Le célèbre astronome Johannes Kepler est célèbre pour les lois qui portent son nom, relatives aux mouvements des planètes sur leur orbite. Pourtant, de récentes analyses scientifiques révèlent que l’astronome pouvait avoir des préoccupations beaucoup plus terre à terre.

Cette découverte vient d’être révélée dans un article publié dans la revue Talanta (journal international de chimie analytique pure et appliquée). Celui-ci décrit comment les chercheurs ont pu détecter des métaux suggérant que Kepler « aurait peut-être commencé à pratiquer l’alchimie ».

L’équipe, dirigée par le biotechnologue Gleb Zilberstein et le chimiste Pier Giorgio Righetti, a découvert des quantités très importantes de métaux – notamment d’or, d’argent, de mercure et de plomb – dans les pages d’un manuscrit de Kepler relatif à la lune, catalogué sous le nom d’« Hipparque » aux archives de l’Académie des sciences de Russie.

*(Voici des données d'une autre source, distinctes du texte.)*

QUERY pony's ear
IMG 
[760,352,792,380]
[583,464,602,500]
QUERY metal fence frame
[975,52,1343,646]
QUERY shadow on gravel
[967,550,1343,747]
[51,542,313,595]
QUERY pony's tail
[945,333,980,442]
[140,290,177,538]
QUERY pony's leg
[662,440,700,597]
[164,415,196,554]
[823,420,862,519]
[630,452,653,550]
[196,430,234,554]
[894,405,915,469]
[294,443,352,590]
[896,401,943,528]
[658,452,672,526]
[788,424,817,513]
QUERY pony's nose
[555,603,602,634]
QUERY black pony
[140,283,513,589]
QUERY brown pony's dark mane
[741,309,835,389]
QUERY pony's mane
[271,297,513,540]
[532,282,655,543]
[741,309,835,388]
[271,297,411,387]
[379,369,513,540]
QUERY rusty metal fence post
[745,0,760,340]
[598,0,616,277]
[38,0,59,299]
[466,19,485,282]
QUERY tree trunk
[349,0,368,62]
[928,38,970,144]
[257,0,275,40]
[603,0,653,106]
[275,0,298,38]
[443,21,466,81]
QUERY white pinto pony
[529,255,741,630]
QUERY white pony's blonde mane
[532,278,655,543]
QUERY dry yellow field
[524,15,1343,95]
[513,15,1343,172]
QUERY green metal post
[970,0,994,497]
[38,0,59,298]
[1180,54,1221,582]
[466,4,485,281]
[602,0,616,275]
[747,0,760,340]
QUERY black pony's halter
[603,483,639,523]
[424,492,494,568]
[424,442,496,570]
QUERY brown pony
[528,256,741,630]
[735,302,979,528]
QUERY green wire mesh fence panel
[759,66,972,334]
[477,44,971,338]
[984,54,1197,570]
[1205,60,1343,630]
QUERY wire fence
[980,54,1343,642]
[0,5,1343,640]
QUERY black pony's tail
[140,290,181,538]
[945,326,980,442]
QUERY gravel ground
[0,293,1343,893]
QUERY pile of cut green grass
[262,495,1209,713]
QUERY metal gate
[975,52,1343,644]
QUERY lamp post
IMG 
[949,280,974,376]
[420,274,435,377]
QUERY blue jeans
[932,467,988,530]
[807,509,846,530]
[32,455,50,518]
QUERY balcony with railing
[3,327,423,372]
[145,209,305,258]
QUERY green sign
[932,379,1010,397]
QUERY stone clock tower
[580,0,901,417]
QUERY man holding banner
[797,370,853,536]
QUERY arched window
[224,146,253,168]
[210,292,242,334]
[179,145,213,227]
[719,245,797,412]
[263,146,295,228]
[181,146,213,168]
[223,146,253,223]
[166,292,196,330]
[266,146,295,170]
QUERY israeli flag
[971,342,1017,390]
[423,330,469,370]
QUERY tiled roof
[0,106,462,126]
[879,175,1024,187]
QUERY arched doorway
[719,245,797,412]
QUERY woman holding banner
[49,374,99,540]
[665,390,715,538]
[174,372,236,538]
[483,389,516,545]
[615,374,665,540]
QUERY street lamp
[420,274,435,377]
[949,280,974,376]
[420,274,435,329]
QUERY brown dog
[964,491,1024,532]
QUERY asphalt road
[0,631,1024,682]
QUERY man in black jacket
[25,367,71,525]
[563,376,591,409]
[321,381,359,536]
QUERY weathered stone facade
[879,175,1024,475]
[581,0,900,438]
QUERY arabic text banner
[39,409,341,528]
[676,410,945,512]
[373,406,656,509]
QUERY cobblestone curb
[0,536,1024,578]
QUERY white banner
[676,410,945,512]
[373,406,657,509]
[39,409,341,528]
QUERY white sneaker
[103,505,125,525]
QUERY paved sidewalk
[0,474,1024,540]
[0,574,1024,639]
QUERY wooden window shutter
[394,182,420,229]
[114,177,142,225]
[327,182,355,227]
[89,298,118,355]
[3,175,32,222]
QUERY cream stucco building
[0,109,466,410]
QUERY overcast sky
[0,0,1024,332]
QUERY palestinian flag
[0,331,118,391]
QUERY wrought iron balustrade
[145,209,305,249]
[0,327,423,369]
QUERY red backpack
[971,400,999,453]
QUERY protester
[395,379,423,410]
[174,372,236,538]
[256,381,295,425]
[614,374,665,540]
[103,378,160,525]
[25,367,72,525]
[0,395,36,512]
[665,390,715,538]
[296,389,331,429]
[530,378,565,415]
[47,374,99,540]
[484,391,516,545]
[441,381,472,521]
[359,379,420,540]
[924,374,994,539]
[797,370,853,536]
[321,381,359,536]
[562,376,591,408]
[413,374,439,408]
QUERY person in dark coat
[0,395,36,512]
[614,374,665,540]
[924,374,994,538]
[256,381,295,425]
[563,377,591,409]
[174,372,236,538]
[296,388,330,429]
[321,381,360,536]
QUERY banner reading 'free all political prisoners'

Kepler et le monde alchimique

Kepler s’appuie sur les travaux de Copernic pour définir les lois du mouvement des planètes qui ont ouvert la voie à la théorie de la gravité d’Isaac Newton. Bien qu’il soit connu comme mathématicien et astronome, les archives historiques n’indiquent pas s’il a également étudié ou pratiqué l’alchimie – une quête visant à découvrir la pierre philosophale, permettant la transmutation des métaux comme le plomb, en métaux nobles comme l’argent ou l’or, ou encore un elixir qui guérirait les maladies et prolongerait la vie.

Les auteurs supposent que Kepler aurait pu apprendre la « science pseudo-chimique » de son collègue Tycho Brahe, le grand astronome danois, à Prague. Brahe avait invité Kepler à le rejoindre à la cour de Rodolphe II au château de Benatky, en 1600. À la mort de Brahe en 1601, Kepler lui succéda en tant que mathématicien de l’empereur.

Portrait de Tycho Brahe, 1596, château de Skokloster.

Ces derniers précisent que l’alchimie était une pratique populaire aux XVIe et XVIIe siècles. Le conseiller scientifique d’Élisabeth Ire, John Dee, était également alchimiste. Quant à Tycho Brahe, il construisit sur l’île de Ven un laboratoire d’alchimie avec seize fours pour la purification des métaux.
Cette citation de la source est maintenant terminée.